'I never became disillusioned with rugby,' insists Wade as he gears up for NFL
If his life had taken a different path, Christian Wade would currently be ensconced with the England rugby union squad, fine-tuning his preparations for their World Cup warm-up matches. As it is, he is about to make his competitive debut in the National Football League as a Buffalo Bills running back and return specialist.
Eight months ago, at the age of 27, Wade called time on a prolific rugby career. Only two men could boast more than his haul of 82 Premiership tries, but there were no ties to Eddie Jones's national set-up and he held ambitions further afield. A place on the NFL's International Player Programme beckoned, and so his focus is on the Bills' forthcoming pre-season rather than Japan.
"I never became disillusioned with rugby," says Wade, as evasive and exciting a runner as English rugby has seen in the past decade. "For me, it was all about my own personal goals and what I wanted to achieve as an athlete.
"I wasn't going to be able to develop as an athlete more than I already had done, so I wanted to explore other options. Those were inside of rugby first of all. I looked at Japan, at Australia and France, where I could have potentially earned some more money. It would have been a new culture, a new team. I'd been at Wasps my whole career."
Uproot Christian Scotland-Williamson's move from Worcester Warriors to the Pittsburgh Steelers also demonstrates how promising rugby players will uproot to pursue an NFL opportunity.
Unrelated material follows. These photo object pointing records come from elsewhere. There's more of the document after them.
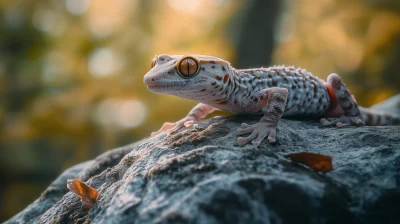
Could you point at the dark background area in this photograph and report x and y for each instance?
(71, 71)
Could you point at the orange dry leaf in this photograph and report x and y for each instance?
(87, 194)
(317, 162)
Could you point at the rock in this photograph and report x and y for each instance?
(200, 175)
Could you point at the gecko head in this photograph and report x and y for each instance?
(187, 76)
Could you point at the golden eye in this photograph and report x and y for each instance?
(154, 62)
(188, 67)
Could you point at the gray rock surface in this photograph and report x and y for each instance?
(200, 175)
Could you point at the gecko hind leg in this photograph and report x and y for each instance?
(350, 112)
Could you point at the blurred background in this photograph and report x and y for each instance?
(71, 71)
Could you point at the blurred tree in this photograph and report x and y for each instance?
(253, 30)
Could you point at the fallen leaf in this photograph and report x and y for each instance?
(87, 194)
(317, 162)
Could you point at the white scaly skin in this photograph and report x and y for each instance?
(275, 92)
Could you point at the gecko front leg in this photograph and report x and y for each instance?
(275, 99)
(198, 112)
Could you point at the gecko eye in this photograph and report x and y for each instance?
(187, 67)
(154, 62)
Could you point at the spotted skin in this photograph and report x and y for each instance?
(275, 92)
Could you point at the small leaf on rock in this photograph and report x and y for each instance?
(87, 194)
(317, 162)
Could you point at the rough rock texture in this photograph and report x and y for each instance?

One of Wade's class-mates at a boot camp in Florida was former rugby league star Valentine Holmes, who had 13 Australia caps and had made a handful of State of Origin appearances for Queensland.
Holmes, another example of the International Player Programme's allure, has been assigned to the New York Jets. He is attempting to crack the same roles as Wade, who believes his new sport, and a purely offensive focus, suits him.
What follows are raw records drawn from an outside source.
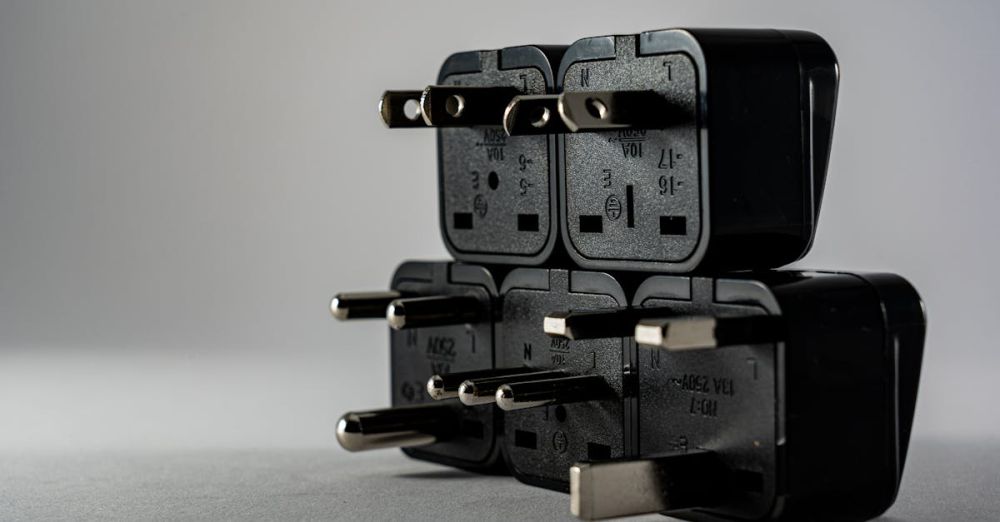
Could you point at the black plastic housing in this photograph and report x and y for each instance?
(417, 354)
(814, 427)
(498, 192)
(540, 444)
(735, 177)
"In the game of rugby, you have to be able to run for a long period of time," he says. "You have to sprint when you need to sprint, to make tackles. There's a certain type of athlete you need to be.
"In the NFL, speed and power is pretty much all that is required. I've put on size now - I weigh 198lb - and I've increased my power. I'm just as fast, and I'm keen to keep increasing that. Those are some physiological changes. On the mental side, I'm having to learn, to install so many plays. I'm working my brain in a way I've probably never worked it."
The transition has not been straightforward. Wade, an instinctively laid-back, engaging character, admits that a slow process of appreciating and implementing American football's intricacies, without any prior grounding in the sport, has made "every day a tough day". He has been studying a vast playbook, adapting to pads and helmets and honing his ability to weave between blockers. That is before you account for practical concerns, such as giving up an annual wage of more than £200,000.
"I left my team-mates and the team I've known since the age of 15," he says. "I went from a really good salary to no salary. When I left rugby, I didn't have an income. I was using savings, trying to earn extra bits here and there, asking my parents to help out.
"I went into a camp with the Bills, where you get paid by week, a small amount to keep you going. These are the sacrifices I've incurred making this move. I haven't left rugby for a glamorous lifestyle. It's not about the money."
Wade reports on July 22 to the Bills' training camp, where he will strive to make a 53-man franchise roster. Playing in a full NFL match would be a big achievement for a late starter, regardless of his athletic gifts. A special team slot, in which he can replicate the electric kick-returns of his rugby days, may be the best window to impress.
During a fortnight-long visit to the UK, Wade has checked into Tottenham Stadium - venue for two NFL games later this year - to witness the final try-outs for the NFL Academy's first intake. From September, the academy will allow 16- to 18-year-olds to combine their education with American football training. The initiative should provide a route for teenagers to win places at US colleges and arrive with a strong grounding in gridiron.
Four years ago, Wade was omitted from Stuart Lancaster's 50-man Rugby World Cup training squad. A week later, he responded with three tries as an England XV thrashed the Barbarians 73-12. That seemed to sum up his misfortune in terms of international selection. Yet, asked to compare his outlook in the summer of 2015 with this next adventure, he dwells on the positive.
"I scored a hat-trick and we terrorised the Barbarians," Wade recalls. "Now I'm in the best shape of my life, about to go into a camp with the Buffalo Bills in the NFL. I'm on the same level of excitement. This time it's an anxious excitement. I'm not sure what is in store for me, but I'm going to have a good time."